Thursday, October 23, 2014

Sea Levels NOT Rising : EPA Ignores Reality

Know this, given all of the information about how the global warmers and climate changers have lied about the coming catastrophe of floods, drought and just about any other nightmare that these delusionals can dream up, but has not happened and there is decades of proof of their collective lies.

Yet thousands of people move forward with tails of doom if we don't spend billions of tax dollars right now to save ourselves. This is the perfect definition of insanity, repeating the same lies year after year and expecting the population to believe the same lies year after year. Worse maybe, many among us do still believe.

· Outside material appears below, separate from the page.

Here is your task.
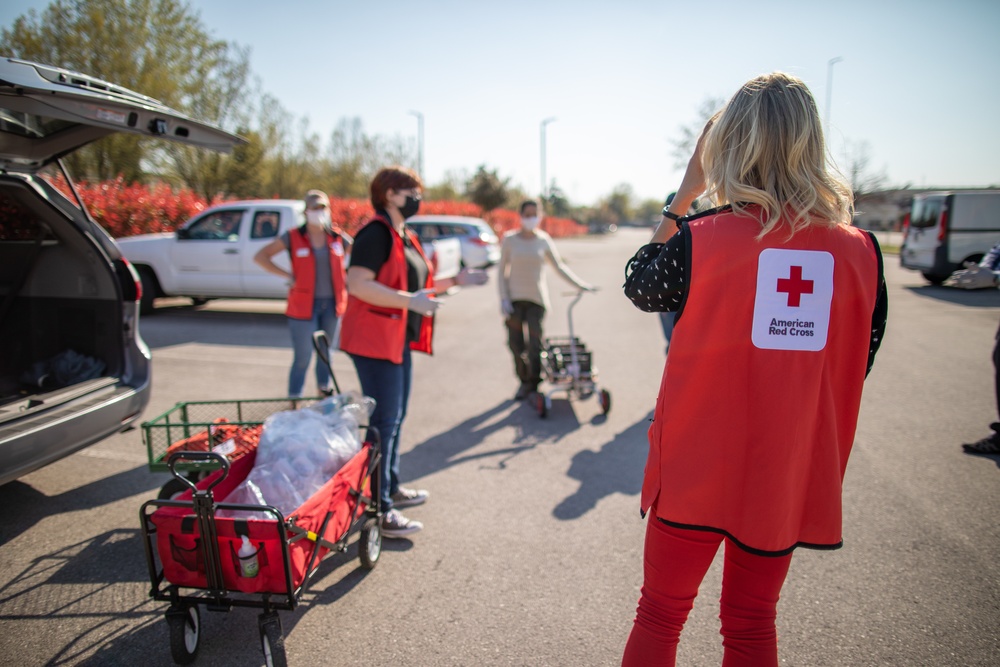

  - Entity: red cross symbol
[778,266,813,308]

EPA Warns about Sea Level, But Rate of Rise Is Falling
Source: Bob Carter and Tom Harris, "Another EPA alarm about rising seas that aren\'t rising," Washington Times, October 20, 2014.

October 22, 2014

Gina McCarthy, administrator of the EPA, recently traveled to Miami to "raise awareness" about stopping global warming and preventing sea level rise.

McCarthy expects global warming to melt glaciers, thus expanding oceans and flooding coastal areas. But the problem, write Bob Carter and Tom Harris for the Washington Times, is that sea level rise due to global warming is not a real problem. Carter is the head of the School of Earth Sciences at James Cook University in Australia, while Harris directs the International Climate Science Coalition. They explain:
  • There has been no global warming for the last 18 years, and there has been no ocean warming since at least 2003.
  • The rate of sea level rise has actually decelerated over the last few decades, despite a 9 percent rise in carbon dioxide.
Carter and Harris say the idea that greenhouse gases and global warming lead to sea level rise is "fallacious." In fact, sea level is a function of water volume, ocean current movement and uplift or subsidence of the earth below sea level measuring stations.

To see the warming of the type McCarthy is concerned about would require major melting of the Antarctic and Greenland ice caps, yet those caps have not melted in the past, even in eras much warmer than today.

Even if sea level rise is likely, Carter and Harris say the problem is a local and regional one, not a global one; affected coastal regions can take steps to adapt to any future sea level change. This adaptation strategy is exactly the type of response called for by Tanner Davis, NCPA research associate.

Davis explained that the uncertain science surrounding global warming requires that policymakers use techniques of adaptation, rather than mitigation, to combat any possible future effects of warming.